Now, we have a file called 'mainpage.html' saved to your machine that contains all the code from www.everydaysexism.com. However, to get more useful, parsed data, we must give the spider more specific instructions.

__Note:__ Remember, to restart the kernel if you want to rerun a Scrapy script.

In [None]:
import scrapy
from scrapy.crawler import CrawlerProcess

class ESSpider(scrapy.Spider):
    name = 'ESS'
    start_urls = ['http://www.everydaysexism.com']
    
    def parse(self, response):
        # Iterate over every <article> element on the page
        for article in response.xpath('//article'):
            yield {
                'name': article.xpath('header/h2/a/@title').extract_first(),
                'date': article.xpath('header/section/span[@class="entry-date"]/text()').extract_first(),
                'text': article.xpath('section[@class="entry-content"]/p/text()').extract(),
                'tags': article.xpath('*/span[@class="tag-links"]/a/text()').extract()
            }
            
            
# Pass in crawler parameters
process = CrawlerProcess({
    'FEED_FORMAT': 'json',         # Store data in json
    'FEED_URI': './scraper_results/firstpage.json',  # Name of the json file
    'LOG_ENABLED': False           # Turning off logging
})

# Start the crawler & spider
process.crawl(ESSpider)
process.start()
print('Success')

In [None]:
import pandas as pd 

firstpage = pd.read_json('./scraper_results/firstpage.json', orient='records')
print(firstpage.shape)
firstpage.head()

### Recursion
Now that we have a scraper that can pull the information we want off of a page and store it in a file, we want to run that scraper over all the pages of the website. We do this using recursion – the Scrapy spider will run over a page, gather information, and then detect a link to the next page and call itself on the new page.

In [None]:
import scrapy
from scrapy.crawler import CrawlerProcess
import re

class ESSpider(scrapy.Spider):
    name = 'ESS'
    start_urls = ['http://www.everydaysexism.com']
    
    def parse(self, response):

        # Iterate over every <article> element on the page
        for article in response.xpath('//article'):
            yield {
                'name': article.xpath('header/h2/a/@title').extract_first(),
                'date': article.xpath('header/section/span[@class="entry-date"]/text()').extract_first(),
                'text': article.xpath('section[@class="entry-content"]/p/text()').extract(),
                'tags': article.xpath('*/span[@class="tag-links"]/a/text()').extract()
            }

            # Getting the next page URL
            next_page = response.xpath('//div[@class="nav-previous"]/a/@href').extract_first()

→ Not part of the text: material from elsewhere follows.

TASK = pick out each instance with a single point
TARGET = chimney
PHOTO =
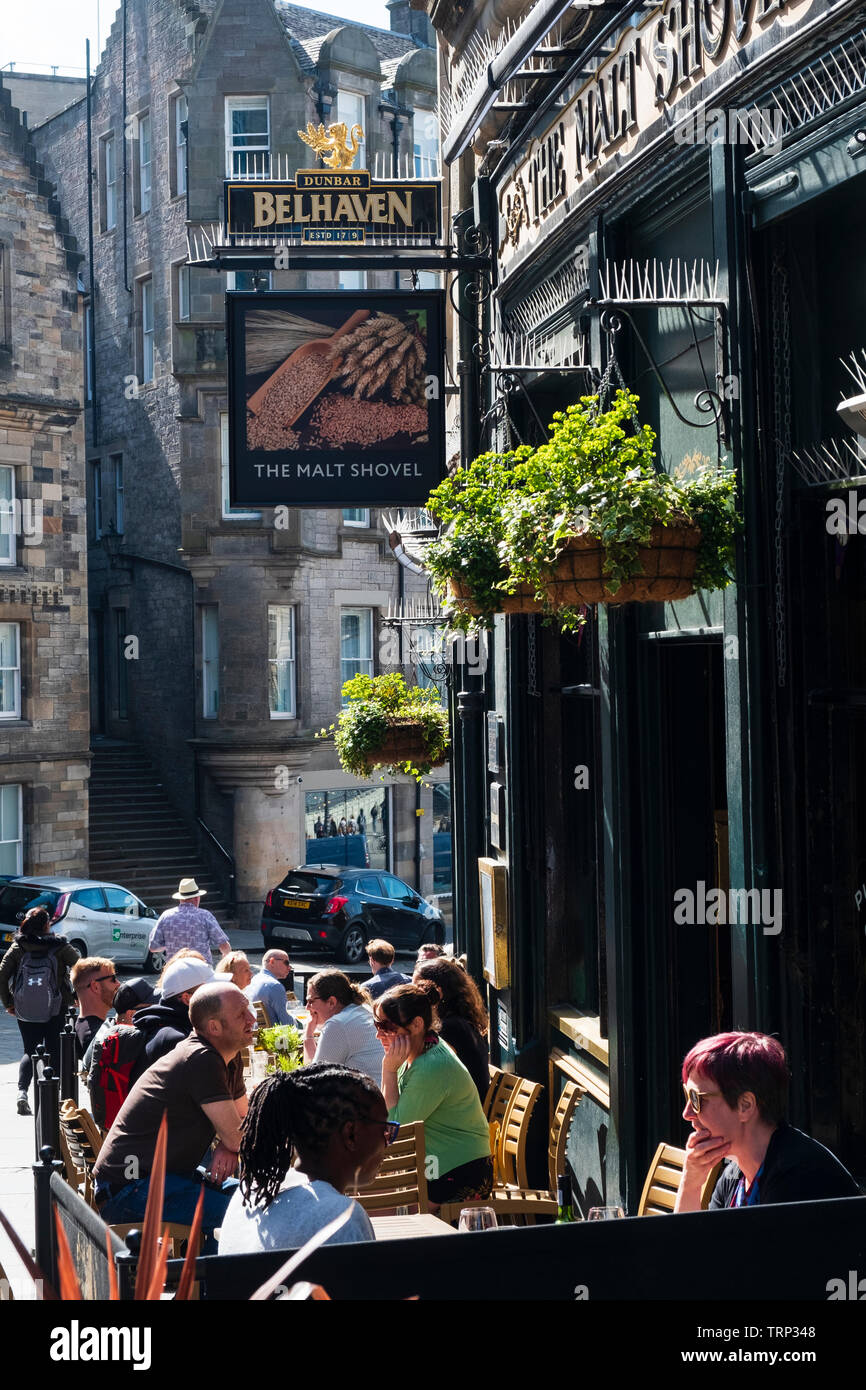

            # Grabbing the next page number
            pagenum = int(re.findall(r'\d+', next_page)[0])

            # Recursively call the spider until page 9
            if next_page is not None and pagenum < 10:
                next_page = response.urljoin(next_page)
                # Request next page with same parsing as above
                yield scrapy.Request(next_page, callback=self.parse)

            
# Pass in crawler parameters
# Additional parameters are for scraping etiquette
process = CrawlerProcess({
    'FEED_FORMAT': 'json',
    'FEED_URI': './scraper_results/data.json',
    'LOG_ENABLED': False,
    'ROBOTSTXT_OBEY': True,
    'USER_AGENT': 'ThinkfulDataScienceBootcampCrawler (thinkful.com)',
    'AUTOTHROTTLE_ENABLED': True,
    'HTTPCACHE_ENABLED': True
})

# Instantiate and start crawler
process.crawl(ESSpider)
process.start()
print('Success')

In [None]:
import pandas as pd

df = pd.read_json('./scraper_results/data.json', orient='records')
print(df.shape)
df.head()

Nine pages at 10 entries a row gives us 90 rows - looks like we were successful in our scraping! 

## Challenge

Now, we will try to pull Nathaniel Rakich's articles from [FiveThirtyEight](https://fivethirtyeight.com/contributors/nathaniel-rakich/).

In [2]:
import scrapy
from scrapy.crawler import CrawlerProcess
import re 

class FiveThirtyEight(scrapy.Spider):
    name = "NS"
    
    start_urls = ['https://fivethirtyeight.com/contributors/nathaniel-rakich/']
    
    def parse(self, response):
        for item in response.xpath("//div[@class='content-area']/div"):
            yield {
                'date': item.xpath(".//div[@class='post-info']/p/time/text()").extract_first(),
                'title': item.xpath(".//div[@class='post-info']/div/div/h2/a/text()").extract_first(),
                'article_link': item.xpath(".//div[@class='post-info']/div/div/h2/a/@href").extract_first(),
                'author': item.xpath(".//div[@class='post-info']/div/div/p[@class='single-metadata card vcard']/a/text()").extract_first()
            }
        
        nextpage = response.xpath("//div[@class='links']/a/@href").extract_first()
        pagenum = int(re.findall(r'\d+', nextpage)[0])
        
        # Recursively call next page
        if nextpage is not None and pagenum < 4: 
            nextpage = response.urljoin(nextpage)
            yield scrapy.Request(nextpage, callback=self.parse)
            
            
# Passing crawler parameters
process = CrawlerProcess({
    'FEED_FORMAT': 'json',
    'FEED_URI': './scraper_results/NS538.json',
    'LOG_ENABLED': False,
    'ROBOTSTXT_OBEY': True,
    'USER_AGENT': 'Thapani Sawaengsri (thapani.sawaengsri@gmail.com)',
    'AUTOTHROTTLE_ENABLED': True,
    'HTTPCACHE_ENABLED': True
})

# Instantiate and start scraper
process.crawl(FiveThirtyEight)
process.start()
print('Success')

Success


In [3]:
import pandas as pd

df = pd.read_json('./scraper_results/NS538.json', orient='records')

print(df.shape)
df.head()

(26, 4)


Unnamed: 0,date,title,article_link,author
0,NaT,,,
1,NaT,,,
2,2019-10-25,\n\t\t\t\tWhere The Public Stands On Impeachme...,https://fivethirtyeight.com/features/where-the...,Nathaniel Rakich
3,2019-10-24,\n\t\t\t\tNine Candidates Have Made The Novemb...,https://fivethirtyeight.com/features/klobuchar...,Nathaniel Rakich
4,2019-10-23,\n\t\t\t\tWe’ve Already Seen Twice As Many Pre...,https://fivethirtyeight.com/features/weve-alre...,Nathaniel Rakich


Looks like the scraper worked! The first two blank rows are article-like areas that were not actually articles.